Mr. Biden and his team hoped that the developments over the weekend could give all three major actors enough to claim victory and walk away. Iran could claim vindication for taking aggressive action in response to the Israeli strike that killed some of its top military officers. Israel showed the world that its military is too formidable to challenge and that Iran is impotent against it. And the United States kept the region from erupting for another day.

It may not work out that way, however. Rather than pocketing the win, such as it was, Israeli officials said on Monday that they would respond — without saying when or exactly how — and Mr. Biden’s advisers were bracing to see what that might entail.

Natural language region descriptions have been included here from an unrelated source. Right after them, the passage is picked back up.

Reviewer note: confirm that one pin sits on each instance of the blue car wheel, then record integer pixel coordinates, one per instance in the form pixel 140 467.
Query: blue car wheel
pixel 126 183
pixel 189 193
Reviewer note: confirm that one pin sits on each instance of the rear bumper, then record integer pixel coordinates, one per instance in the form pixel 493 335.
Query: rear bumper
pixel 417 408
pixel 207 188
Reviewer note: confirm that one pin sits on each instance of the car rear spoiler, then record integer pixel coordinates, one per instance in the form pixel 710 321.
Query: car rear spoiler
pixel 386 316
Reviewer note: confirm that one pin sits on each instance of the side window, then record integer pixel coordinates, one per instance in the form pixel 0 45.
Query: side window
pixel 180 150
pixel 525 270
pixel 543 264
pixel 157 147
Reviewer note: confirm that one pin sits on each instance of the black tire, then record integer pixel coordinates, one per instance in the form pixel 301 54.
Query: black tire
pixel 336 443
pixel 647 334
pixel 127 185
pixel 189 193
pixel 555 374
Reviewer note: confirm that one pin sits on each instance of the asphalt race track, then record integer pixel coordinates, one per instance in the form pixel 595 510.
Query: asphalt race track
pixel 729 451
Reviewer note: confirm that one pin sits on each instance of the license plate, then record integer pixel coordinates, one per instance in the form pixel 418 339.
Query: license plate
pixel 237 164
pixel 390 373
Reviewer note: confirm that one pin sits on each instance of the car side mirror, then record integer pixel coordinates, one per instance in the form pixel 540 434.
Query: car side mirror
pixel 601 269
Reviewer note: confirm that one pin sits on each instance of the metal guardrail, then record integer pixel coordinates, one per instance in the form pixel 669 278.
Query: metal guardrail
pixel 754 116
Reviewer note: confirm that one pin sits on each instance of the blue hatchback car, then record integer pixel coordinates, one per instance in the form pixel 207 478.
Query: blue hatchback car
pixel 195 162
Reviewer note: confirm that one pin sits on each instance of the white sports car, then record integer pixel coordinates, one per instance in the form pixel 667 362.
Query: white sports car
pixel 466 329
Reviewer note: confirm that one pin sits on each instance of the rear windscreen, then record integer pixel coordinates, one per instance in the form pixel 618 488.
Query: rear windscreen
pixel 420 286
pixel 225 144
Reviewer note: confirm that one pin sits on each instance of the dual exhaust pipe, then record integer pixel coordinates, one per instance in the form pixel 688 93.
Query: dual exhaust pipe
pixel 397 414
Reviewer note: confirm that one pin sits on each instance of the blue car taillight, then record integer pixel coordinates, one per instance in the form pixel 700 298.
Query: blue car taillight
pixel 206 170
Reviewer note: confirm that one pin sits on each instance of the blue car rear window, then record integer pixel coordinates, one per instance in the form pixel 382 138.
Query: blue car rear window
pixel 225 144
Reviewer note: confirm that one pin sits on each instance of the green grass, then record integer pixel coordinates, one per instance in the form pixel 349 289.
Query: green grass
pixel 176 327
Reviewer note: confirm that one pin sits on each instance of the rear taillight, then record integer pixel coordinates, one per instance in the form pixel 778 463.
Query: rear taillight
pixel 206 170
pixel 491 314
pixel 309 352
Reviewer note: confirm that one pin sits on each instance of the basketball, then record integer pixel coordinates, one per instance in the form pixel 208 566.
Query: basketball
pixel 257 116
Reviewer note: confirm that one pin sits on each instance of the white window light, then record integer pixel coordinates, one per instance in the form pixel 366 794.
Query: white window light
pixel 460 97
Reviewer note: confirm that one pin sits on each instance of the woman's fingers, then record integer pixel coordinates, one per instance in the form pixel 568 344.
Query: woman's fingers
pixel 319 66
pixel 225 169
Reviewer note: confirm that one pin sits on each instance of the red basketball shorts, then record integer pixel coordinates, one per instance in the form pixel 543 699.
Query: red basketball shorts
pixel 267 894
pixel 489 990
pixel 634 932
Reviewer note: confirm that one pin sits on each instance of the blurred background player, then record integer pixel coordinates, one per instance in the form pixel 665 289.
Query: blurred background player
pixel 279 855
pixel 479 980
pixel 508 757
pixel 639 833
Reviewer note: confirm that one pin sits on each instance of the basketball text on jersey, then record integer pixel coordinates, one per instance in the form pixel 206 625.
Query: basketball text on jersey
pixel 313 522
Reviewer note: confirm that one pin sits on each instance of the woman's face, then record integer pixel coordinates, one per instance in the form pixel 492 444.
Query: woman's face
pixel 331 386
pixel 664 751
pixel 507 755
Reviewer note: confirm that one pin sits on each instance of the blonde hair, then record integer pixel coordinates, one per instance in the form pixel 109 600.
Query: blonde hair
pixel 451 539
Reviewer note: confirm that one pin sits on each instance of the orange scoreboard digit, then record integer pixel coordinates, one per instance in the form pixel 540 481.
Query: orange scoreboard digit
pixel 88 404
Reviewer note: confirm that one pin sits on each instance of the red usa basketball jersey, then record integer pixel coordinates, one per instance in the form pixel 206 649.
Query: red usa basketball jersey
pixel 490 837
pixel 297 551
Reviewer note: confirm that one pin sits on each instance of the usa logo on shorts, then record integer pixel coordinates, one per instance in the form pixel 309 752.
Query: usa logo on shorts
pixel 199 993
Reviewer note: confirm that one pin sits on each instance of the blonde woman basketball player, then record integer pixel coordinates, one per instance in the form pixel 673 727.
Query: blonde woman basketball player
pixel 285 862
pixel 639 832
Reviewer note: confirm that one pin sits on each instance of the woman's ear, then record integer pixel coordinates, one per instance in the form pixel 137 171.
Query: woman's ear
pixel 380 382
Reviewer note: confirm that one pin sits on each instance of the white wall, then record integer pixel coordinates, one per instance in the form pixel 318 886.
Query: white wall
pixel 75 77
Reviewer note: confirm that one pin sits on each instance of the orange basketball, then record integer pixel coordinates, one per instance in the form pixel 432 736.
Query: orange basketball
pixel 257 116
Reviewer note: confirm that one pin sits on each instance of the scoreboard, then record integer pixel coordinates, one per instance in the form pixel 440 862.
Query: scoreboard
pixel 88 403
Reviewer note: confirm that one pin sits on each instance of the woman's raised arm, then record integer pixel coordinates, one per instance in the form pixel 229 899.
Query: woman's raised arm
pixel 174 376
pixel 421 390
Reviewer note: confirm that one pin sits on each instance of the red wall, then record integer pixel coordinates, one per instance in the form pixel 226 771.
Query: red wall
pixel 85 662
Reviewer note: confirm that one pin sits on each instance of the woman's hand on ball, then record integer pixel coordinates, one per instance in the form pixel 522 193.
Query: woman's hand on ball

A less-visible cyberattack or a pointed but limited military action might satisfy Israel’s desire to re-establish deterrence without provoking Iran into firing back again. A more extensive and in-their-face attack on Iranian soil, on the other hand, could prompt Tehran to mount a counterattack, and suddenly the conflict could explode into a sustained and increasingly dangerous war.

“This weekend we saw Biden at his best,” said Laura Blumenfeld, a Middle East analyst at the Johns Hopkins School for Advanced International Studies and a former State Department policy adviser. “The U.S.-led aerial display with European and Arab regional partners played like an action movie trailer for a new Middle East air defense alliance.”